After Tito’s death, cconomic austerity and privatization imposed by the International Monetary Fund (IMF) enhanced social inequality and led to a collapse in industrial productivity and living standards, creating the conditions which exacerbated ethnic rivalries, and resulted in national disintegration and war.[14] By 1990, independence movements arose in the provinces of Slovenia, Croatia, Macedonia, and Bosnia-Herzegovina (Bosnia), which the U.S. and others particularly Germany were intent on exploiting for their advantage.[15]
During the 1980s, the Reagan administration targeted the Yugoslav economy in a secret memo, NSDD 133, which advocated expanded efforts to promote a “quiet revolution to overthrow Communist governments and parties” while “reintegrating the countries of Eastern Europe into a market-oriented economy.”[16]
While the war formally started in June 1991, after Slovenia and Croatia announced their independence, this strategy was continued through the Clinton era when the United States supported the secessionist movements and imposed sanctions combined with a devastating economic blockade on Yugoslavia—even though the World Court ruled that Serbia was not the aggressor in Bosnia.[17]
The Yugoslav army, dominated by Serbs, tried to put down the secessionist rebellions and occupied Croatia. The fledgling Croat army struck back by driving out two-thirds of the Serbs from the capital of Zagreb and torturing and raping Serbs in cities like Vukovar.[18]
On October 14, 1991, Muslim and Croat legislators in Bosnia announced their secession from Yugoslavia. Radovan Karadžić, a psychiatrist who considered himself the greatest Serb leader since Karadjordje (AKA “Black George”), who had led a Serb uprising against the Ottoman Turks in 1804, subsequently declared an independent Serb Republic of Srpska.[19]
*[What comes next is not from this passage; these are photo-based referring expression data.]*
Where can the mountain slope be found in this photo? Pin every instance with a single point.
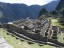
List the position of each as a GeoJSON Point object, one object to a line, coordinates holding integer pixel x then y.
{"type": "Point", "coordinates": [11, 12]}
{"type": "Point", "coordinates": [60, 5]}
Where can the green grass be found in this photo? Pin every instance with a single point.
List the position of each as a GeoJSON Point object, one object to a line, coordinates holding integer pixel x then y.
{"type": "Point", "coordinates": [60, 37]}
{"type": "Point", "coordinates": [56, 23]}
{"type": "Point", "coordinates": [16, 43]}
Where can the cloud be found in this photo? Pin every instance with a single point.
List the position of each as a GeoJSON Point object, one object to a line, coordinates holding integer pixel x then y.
{"type": "Point", "coordinates": [28, 2]}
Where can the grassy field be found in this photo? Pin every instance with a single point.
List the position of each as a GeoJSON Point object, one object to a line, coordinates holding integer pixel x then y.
{"type": "Point", "coordinates": [16, 43]}
{"type": "Point", "coordinates": [56, 23]}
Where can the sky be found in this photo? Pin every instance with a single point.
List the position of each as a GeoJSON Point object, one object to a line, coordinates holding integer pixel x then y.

The Bosnian Muslim army—which fought primarily against the Serbs—was helped by U.S. Special Forces advisers, and wore U.S. military uniforms supplied by U.S. military contractors.[20]
U.S. Special Forces also trained the Albanian-dominated Kosovo Liberation Army (KLA) in the effort to unseat Milošević, who was considered a relic of a bygone era as the last socialist leader in Europe.
A key purpose underlying U.S. military intervention in the Balkans was to justify the existence of the North Atlantic Treaty Organization (NATO) following the end of the Cold War and to begin to facilitate its expansion into Eastern Europe, for which Biden was a strong proponent.[21]
In 1999, at the time of the Kosovo war, President Bill Clinton began promoting the Southeast European Trade Initiative, which eliminated tariffs on a host of imports from the Balkans, with the exception of Serbia under Milošević who was resistant.[22]
The U.S. succeeded further in expanding its network of overseas military bases with the construction of Camp Bondsteel on 775 expropriated acres of rolling countryside near the Macedonian border as a spoil of victory.
Biden wrote in his memoir that Camp Bondsteel provided a “strong statement of U.S. intentions” in the war.[23] A roadway next to the base characteristically was named after Joe’s son, Beau Biden, who served as a legal adviser in Kosovo.[24]
In the Shadow of Averell Harriman
As we know, Biden started his Senate career promoting troop withdrawals from Vietnam but, by the 1990s, he had transformed himself into a strong proponent of socalled “humanitarian intervention.”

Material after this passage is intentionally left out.